Erasmus-Reinhold-Gymnasium Saalfeld

Bericht der Schule zum Anne Frank Tag:

Schon einige Wochen vor dem eigentlichen Aktionstag lernten die Schülerinnen und Schüler der Klasse 8b Anne Frank und ihr Tagebuch kennen. Zunächst näherten wir uns im Deutschunterricht der Thematik über unterschiedliche Bilder Annes sowie den Zeitumständen, und trugen im Anschluss Vorwissen, Unklarheiten, Eindrückliches und offene Fragen zusammen. Durch die Lektüre ausgewählter Tagebucheinträge nährten sich die Schüler mehr und mehr dem Mädchen Anne Frank und ihrer Biographie an. Hierbei beeindruckte besonders die Art und Weise Annes, über ihre Gefühle, ihre Situation und ihr Leben so reflektiert und schon sehr reif für ihr Alter zu schreiben. Außerdem standen immer wieder Fragen zum geschichtlichen Kontext im Mittelpunkt der Diskussionen. Auch über unsere eigene Verantwortung in der heutigen Zeit gab es viele Gespräche und Diskussionen.

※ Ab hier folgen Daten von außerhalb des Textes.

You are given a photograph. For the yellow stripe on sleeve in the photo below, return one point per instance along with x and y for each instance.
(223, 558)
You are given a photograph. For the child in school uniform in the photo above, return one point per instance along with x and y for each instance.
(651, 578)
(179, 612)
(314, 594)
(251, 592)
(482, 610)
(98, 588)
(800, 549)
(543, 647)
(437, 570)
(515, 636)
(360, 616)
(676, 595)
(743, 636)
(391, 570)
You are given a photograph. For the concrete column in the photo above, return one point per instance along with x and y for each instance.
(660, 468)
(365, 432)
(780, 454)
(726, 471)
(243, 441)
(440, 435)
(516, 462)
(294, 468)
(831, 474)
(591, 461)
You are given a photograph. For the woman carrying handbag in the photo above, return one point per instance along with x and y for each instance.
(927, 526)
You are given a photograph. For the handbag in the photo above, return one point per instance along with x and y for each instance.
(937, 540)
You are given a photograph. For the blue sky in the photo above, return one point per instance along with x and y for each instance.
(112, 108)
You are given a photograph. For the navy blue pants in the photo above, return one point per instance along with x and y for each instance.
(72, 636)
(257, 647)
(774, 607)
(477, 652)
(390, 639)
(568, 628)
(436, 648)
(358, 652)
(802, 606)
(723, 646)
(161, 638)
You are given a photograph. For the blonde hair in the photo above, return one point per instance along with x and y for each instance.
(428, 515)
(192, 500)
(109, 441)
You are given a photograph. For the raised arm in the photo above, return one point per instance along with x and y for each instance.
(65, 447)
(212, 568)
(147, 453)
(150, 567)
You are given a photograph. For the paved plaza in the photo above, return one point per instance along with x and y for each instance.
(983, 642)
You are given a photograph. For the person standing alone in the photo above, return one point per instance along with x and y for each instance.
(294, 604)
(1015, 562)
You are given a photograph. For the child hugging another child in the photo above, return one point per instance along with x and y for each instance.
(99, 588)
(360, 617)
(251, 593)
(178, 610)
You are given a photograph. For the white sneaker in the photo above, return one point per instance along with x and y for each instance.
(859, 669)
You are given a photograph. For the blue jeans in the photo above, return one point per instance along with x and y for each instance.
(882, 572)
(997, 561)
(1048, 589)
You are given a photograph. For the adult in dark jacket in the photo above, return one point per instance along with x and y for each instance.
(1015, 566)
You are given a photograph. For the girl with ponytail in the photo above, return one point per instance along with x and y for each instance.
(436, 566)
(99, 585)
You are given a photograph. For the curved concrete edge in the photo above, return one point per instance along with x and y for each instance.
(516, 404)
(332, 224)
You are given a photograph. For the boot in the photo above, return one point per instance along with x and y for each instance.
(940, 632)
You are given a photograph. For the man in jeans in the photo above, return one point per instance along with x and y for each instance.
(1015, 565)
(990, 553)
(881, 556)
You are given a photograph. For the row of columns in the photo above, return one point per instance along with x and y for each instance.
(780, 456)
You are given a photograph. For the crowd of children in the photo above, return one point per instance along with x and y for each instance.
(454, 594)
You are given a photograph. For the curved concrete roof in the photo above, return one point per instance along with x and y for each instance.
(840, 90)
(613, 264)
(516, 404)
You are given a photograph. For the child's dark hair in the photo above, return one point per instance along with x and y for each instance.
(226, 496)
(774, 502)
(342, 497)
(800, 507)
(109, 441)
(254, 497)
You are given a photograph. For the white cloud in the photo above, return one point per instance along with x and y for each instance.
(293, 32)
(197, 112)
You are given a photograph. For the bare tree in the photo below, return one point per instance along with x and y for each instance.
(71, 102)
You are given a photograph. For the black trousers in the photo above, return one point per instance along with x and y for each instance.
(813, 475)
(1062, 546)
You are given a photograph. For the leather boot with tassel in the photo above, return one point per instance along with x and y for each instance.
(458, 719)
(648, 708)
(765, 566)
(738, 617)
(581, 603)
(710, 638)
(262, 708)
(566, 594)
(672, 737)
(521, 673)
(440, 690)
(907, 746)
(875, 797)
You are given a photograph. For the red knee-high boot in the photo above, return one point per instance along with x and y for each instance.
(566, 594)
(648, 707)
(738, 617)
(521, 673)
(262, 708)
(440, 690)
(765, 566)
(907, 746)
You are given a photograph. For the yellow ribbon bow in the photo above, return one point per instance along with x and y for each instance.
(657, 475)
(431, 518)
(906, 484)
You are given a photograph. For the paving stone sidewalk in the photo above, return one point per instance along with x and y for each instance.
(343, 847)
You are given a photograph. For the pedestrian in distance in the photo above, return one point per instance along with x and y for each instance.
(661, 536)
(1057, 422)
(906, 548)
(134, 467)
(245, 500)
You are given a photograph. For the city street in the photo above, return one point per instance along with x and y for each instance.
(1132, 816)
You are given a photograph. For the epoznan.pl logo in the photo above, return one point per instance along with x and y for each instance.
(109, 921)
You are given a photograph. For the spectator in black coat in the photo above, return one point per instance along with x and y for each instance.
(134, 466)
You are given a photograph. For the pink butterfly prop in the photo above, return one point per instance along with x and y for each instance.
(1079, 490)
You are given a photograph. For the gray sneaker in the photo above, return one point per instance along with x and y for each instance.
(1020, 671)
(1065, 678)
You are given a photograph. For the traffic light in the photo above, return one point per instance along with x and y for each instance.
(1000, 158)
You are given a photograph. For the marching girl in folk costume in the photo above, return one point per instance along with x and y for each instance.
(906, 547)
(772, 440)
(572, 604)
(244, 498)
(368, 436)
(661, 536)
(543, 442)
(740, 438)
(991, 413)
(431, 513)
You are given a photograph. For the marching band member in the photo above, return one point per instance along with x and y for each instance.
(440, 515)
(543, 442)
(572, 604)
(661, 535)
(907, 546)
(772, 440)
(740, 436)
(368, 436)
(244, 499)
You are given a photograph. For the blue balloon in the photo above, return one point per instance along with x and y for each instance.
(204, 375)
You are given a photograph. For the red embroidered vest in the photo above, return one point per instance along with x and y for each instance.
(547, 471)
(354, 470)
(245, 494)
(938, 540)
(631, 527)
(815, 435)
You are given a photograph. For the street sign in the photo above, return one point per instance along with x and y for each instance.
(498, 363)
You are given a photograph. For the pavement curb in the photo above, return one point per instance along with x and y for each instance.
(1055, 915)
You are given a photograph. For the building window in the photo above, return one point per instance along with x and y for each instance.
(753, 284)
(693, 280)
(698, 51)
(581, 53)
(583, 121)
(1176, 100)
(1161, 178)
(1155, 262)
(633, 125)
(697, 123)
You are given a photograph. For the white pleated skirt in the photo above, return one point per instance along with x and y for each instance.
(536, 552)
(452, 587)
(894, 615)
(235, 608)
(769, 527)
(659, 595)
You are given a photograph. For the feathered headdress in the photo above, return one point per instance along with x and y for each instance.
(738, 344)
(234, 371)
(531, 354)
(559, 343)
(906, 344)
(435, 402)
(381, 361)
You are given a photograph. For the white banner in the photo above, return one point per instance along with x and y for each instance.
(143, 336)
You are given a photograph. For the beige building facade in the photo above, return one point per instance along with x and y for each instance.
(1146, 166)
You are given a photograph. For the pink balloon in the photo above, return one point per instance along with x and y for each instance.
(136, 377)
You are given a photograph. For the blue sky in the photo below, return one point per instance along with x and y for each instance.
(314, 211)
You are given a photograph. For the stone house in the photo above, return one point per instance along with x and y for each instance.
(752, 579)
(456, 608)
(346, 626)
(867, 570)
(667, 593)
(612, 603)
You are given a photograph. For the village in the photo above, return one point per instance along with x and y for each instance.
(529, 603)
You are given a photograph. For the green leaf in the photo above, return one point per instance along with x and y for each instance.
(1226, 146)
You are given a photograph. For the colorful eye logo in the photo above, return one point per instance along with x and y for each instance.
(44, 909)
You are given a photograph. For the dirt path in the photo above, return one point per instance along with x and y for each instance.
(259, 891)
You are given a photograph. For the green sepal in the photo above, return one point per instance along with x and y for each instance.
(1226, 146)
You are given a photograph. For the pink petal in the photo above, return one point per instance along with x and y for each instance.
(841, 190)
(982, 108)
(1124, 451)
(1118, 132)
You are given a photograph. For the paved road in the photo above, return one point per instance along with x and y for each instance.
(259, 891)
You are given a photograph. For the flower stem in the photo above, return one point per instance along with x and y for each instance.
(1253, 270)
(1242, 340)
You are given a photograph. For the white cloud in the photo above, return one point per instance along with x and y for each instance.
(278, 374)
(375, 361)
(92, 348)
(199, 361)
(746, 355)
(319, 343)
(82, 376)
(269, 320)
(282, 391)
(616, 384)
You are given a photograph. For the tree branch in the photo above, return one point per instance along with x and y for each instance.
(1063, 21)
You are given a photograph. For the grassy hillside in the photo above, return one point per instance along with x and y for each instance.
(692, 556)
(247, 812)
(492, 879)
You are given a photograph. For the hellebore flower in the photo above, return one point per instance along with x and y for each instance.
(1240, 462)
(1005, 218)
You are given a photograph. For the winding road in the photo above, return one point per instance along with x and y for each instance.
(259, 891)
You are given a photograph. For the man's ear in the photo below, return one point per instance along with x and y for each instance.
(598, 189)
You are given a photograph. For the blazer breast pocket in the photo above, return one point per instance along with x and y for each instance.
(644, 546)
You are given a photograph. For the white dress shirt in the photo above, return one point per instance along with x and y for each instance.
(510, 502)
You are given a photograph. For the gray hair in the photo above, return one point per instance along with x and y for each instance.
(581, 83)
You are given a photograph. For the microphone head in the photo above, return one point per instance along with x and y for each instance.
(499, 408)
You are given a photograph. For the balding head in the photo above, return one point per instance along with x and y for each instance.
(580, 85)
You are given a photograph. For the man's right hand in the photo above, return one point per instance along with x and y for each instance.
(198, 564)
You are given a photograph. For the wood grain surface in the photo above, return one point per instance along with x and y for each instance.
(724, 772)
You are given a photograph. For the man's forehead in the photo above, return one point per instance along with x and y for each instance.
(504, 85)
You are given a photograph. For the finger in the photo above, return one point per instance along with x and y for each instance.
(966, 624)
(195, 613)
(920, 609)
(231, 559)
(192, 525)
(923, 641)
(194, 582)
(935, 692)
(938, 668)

Mit Begeisterung und vielen Ideen ging es dann an die Vorbereitung des Anne Frank Tages am 12. Juni. Zunächst wurde innerhalb der Klasse ein kreativer Ideenaustausch initiiert und sich schließlich auf die Umsetzungsmöglichkeiten geeinigt. Besonders hilfreich und für die Schüler sehr aufschlussreich waren dabei die zugesandten Materialien – hierbei vor allem die Anne Frank Zeitung. Darin und damit wurde viel gearbeitet. Am Ende sollte eine Art Ausstellung im Schulhaus für jedermann – egal ob Schüler*in oder Lehrkraft – aufgebaut werden. Dazu arbeiteten die Schüler*innen in den kommenden Stunden des Deutschunterrichts größtenteils frei und in Kleingruppen. Dabei entstanden mehrere Plakate zu den unterschiedlichen Themen – sowohl Anne Frank und ihr Leben als auch die Frage nach Widerstand und Hilfe in der heutigen Zeit standen im Mittelpunkt. Außerdem gestalteten die Schüler kleinere Flyer mit passenden Zitaten dazu, welche noch einmal einzeln verteilt werden sollten.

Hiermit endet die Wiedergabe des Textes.